By Levi Clancy for Student Reader on
Cyclin-dependent kinases regulate two important transitions in the eukaryotic cell cycle: entry into S-phase and entry into mitosis. CDKs are controlled at every level: presence (controlled degradation); activity (inhibitors); and even specificity (cyclins). Examples are shown below:
|Cyclins||The specificity of cyclin-dependent kinases is regulated by their cyclins. For example, S. cerevisiae uses the same CDK throughout the entire cell cycle. However, different cyclins bind to the CDK and direct it to different substrates for phosphorylation.|
|Inhibitors||S-cyclin+CDK expression is activated by G1-cyclin+CDK, but S-cyclin+CDK is immediately bound by the inhibitor Sic1. In late G1, G1-cyclin+CDK reaches a high enough concentration to marks Sic1 for degradation. In this manner, S-cyclin+CDK is inactive until the cell is ready for S-phase.|
|Degradation||Mitotic-cylin+CDK (MPF) concentrations peak in metaphase, and its elimination must be very carefully regulated. Mitotic cyclins carry a conserved destruction box, which is bound by APC/C-Cdh1 as soon as all sister chromatids have separated.|
Human CDKs and corresponding Cyclins
|CDK1||cyclin A, cyclin B||CDK2||cyclin A, cyclin E||CDK3||CDK4||cyclin D1, D2, D3|
|CDK5||p35 (a regulator dissimilar to cyclins)||CDK6||cyclin D1, D2, D3||CDK7||cyclin H||CDK8||cyclin C|
|CDK9||cyclin T1, T2a, T2b, cyclin K||CDK10||CDK11||cyclin L|
A cyclin-CDK consists of a regulatory subunit (the cyclin) and a kinase subunit (the cyclin-dependent kinase, aka CDK). CDKs trigger cell cycle events and regulate transcription and mRNA processing (except CDK9, which has a totally unrelated function). CDKs phosphorylate Serine and Threonine residues, but have little or no activity unless bound by a cyclin (hence their name). Cdc28p (the predominant yeast cyclin-dependent kinase involved in cell cycle control) is highly homologous to Cdk2.
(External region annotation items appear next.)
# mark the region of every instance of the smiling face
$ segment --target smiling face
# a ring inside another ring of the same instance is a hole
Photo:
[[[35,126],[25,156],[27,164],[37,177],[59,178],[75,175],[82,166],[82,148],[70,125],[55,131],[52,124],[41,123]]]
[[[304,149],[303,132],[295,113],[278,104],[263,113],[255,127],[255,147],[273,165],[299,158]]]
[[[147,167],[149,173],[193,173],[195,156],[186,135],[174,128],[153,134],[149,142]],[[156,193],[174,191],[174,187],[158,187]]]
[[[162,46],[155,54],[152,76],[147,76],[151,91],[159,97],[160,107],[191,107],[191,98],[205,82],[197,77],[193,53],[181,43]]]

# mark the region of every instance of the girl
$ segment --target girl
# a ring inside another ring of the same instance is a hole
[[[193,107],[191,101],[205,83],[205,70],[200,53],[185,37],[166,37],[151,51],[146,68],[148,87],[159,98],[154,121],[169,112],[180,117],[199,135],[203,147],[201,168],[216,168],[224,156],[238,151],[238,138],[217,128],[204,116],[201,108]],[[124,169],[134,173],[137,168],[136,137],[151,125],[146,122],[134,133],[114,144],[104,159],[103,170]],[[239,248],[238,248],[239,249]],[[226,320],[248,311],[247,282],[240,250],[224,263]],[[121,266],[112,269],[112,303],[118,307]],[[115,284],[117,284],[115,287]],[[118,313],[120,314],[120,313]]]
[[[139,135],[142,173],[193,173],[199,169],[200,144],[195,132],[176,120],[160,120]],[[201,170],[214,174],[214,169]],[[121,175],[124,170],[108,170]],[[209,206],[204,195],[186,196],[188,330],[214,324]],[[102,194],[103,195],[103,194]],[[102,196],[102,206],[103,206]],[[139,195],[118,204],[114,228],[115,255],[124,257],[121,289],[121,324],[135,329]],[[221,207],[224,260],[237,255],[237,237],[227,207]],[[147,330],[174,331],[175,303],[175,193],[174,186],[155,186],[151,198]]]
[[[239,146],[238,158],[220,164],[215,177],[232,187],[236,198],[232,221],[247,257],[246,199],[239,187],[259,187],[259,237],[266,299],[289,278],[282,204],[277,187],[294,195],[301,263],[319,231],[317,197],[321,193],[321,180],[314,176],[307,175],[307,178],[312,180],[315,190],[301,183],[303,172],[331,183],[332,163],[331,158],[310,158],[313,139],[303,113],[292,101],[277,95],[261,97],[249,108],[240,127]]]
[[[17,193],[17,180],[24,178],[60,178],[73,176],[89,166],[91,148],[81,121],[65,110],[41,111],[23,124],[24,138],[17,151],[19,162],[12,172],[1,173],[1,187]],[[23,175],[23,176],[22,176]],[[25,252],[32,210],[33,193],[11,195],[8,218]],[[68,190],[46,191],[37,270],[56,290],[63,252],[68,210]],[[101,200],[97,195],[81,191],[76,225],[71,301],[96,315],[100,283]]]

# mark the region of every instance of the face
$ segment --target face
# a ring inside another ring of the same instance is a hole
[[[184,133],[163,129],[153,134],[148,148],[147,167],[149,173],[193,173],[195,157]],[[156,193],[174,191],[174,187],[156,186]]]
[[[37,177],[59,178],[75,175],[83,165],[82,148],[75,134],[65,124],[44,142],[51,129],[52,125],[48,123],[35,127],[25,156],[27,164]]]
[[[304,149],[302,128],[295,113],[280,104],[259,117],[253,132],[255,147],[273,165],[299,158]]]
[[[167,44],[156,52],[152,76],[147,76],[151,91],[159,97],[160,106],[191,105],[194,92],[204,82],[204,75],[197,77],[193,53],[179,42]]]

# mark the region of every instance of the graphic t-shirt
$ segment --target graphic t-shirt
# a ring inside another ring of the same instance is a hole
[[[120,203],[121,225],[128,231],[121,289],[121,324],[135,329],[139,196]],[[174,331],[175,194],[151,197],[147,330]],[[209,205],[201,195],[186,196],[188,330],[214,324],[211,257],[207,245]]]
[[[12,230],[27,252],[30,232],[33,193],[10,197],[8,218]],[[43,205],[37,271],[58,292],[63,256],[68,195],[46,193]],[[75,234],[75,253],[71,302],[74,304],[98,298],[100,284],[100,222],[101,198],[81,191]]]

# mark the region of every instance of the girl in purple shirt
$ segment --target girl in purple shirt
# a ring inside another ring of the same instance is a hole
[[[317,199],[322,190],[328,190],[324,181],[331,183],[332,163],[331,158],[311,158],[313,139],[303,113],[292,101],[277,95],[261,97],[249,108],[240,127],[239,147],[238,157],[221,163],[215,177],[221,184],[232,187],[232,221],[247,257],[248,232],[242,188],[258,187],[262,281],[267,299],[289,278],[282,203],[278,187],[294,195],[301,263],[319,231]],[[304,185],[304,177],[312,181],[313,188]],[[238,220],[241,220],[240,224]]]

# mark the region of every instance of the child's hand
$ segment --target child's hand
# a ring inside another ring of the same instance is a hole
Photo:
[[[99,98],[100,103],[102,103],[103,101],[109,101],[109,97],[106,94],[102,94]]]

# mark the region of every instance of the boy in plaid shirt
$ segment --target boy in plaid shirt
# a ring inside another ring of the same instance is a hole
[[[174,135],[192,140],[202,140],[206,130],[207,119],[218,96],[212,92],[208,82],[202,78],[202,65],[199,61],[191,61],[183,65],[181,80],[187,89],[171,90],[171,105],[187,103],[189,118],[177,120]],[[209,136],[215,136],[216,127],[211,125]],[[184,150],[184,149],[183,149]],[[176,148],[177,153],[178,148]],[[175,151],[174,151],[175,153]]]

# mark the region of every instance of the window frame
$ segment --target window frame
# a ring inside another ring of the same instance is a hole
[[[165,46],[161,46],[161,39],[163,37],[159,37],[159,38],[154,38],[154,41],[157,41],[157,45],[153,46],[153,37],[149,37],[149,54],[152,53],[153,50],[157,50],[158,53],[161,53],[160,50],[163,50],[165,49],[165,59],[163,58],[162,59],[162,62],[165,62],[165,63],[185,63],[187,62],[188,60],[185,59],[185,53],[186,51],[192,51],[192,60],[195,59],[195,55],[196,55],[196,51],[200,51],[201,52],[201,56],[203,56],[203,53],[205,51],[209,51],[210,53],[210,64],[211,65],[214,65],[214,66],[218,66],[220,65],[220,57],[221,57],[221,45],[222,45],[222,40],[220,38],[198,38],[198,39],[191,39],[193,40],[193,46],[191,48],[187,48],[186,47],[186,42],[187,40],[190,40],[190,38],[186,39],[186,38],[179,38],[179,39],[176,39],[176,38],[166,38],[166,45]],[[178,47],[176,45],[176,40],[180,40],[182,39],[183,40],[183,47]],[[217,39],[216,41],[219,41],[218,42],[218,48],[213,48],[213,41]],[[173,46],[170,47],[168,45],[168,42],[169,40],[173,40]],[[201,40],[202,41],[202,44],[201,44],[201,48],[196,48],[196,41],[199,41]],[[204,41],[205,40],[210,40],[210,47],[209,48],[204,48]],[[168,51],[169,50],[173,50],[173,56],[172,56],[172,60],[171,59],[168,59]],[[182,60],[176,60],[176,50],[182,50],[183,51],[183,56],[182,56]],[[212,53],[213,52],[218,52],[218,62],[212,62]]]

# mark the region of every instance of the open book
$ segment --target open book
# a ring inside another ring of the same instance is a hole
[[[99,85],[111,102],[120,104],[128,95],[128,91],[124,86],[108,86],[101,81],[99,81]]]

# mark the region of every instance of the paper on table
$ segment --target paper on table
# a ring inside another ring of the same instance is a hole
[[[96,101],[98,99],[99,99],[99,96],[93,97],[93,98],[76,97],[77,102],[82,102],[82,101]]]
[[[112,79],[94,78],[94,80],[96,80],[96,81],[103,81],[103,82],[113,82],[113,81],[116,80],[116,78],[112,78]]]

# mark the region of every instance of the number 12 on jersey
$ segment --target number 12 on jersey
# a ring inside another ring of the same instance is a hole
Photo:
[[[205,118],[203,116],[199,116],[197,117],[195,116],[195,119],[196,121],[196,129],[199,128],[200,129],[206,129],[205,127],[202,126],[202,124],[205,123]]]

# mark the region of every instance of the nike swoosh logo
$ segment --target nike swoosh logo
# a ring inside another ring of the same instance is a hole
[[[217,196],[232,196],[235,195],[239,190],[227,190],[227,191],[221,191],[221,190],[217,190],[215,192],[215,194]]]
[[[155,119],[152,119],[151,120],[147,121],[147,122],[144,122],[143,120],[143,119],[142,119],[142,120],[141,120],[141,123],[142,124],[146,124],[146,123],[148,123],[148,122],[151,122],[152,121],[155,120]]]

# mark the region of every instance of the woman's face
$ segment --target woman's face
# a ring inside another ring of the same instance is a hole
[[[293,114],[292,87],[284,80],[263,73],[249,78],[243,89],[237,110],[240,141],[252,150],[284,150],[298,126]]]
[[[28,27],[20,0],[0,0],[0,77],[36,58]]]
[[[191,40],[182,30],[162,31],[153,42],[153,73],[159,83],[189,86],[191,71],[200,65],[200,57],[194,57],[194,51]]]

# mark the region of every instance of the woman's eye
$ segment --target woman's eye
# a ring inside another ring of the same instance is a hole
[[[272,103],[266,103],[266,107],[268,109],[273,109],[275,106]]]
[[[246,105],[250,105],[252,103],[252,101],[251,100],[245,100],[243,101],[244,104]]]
|Late G1||Cln1 & Cln2||Cdc28|
|Early S-Phase||Clb5 & Clb6||Cdc28|
|Late S-Phase + Early mitosis||Clb3 & Clb4||Cdc28|
|Late Mitosis||Clb1 & Clb2||Cdc28|
|Mid-G1||Cyclin D's||CDK4 & CDK6|
|Mitotis||Cyclin A &|
|CDK1 & CDK2|
High Copy Suppressor Experiment
Cdc28 (found in budding yeast) is highly homologous to Cdc2, a CDK found in S. pombe (fission yeast). Thus, it was theorized that Cdc28 is a CDK itself; thus, it must have a corresponding cyclin. If Cdc28 is a CDK, then in wild-type cells there must be a G1 cyclin that bound Cdc28 to form an S-phase promoting factor (aka SPF).
|Temperature-Sensitive||Cdc28ts cells were formed that were wild-type at 25°C but were arrested at G1 at 36°C. It might be that Cdc28 has a high affinity for the wild-type G1 cyclin at 25°C but a low affinity at 36°C.|
|Transformation||Cdc28ts cells were transformed with various plasmids from the wild-type yeast genomic library. Since Cdc28ts had a low affinity for its theorized G1 cyclin at 36°C, then a wild-type phenotype would be restored by massive amounts of the G1 cyclin.|
|High Copy Suppressor||Indeed, a plasmid encoding a cyclin was found to restore a wild-type phenotype to Cdc28ts cells grown at 36°C. Since this plasmid represses the mutant phenotype when present in large quantities, this experiment is known as a high copy suppressor experiment|
What kind of mutation in a mitotic cyclin can lead to entry into mitosis but failure to exit mitosis, i.e. failure to decondense the chromosomes and reassemble the nuclear envelope? MPF (mitotic-cyclin+CDK) drives cells into metaphase but is not needed to continue the cell cycle. In fact, mitotic cyclins must be degraded in order for chromosomes to decondense. Mitotic cyclins all have a conserved sequence at their N-terminus (Arg-X-X-Leu-Gly-X-Ile-Gly-X) that is recognized by APC/C-Cdh1. If this sequence is mutated then mitotic cyclins will not be degraded. This will result in normal mitotic events until the sister chromatids separate in telophase, at which point the sister chromosomes will fail to decondense and the nuclear envelope will not reassemble.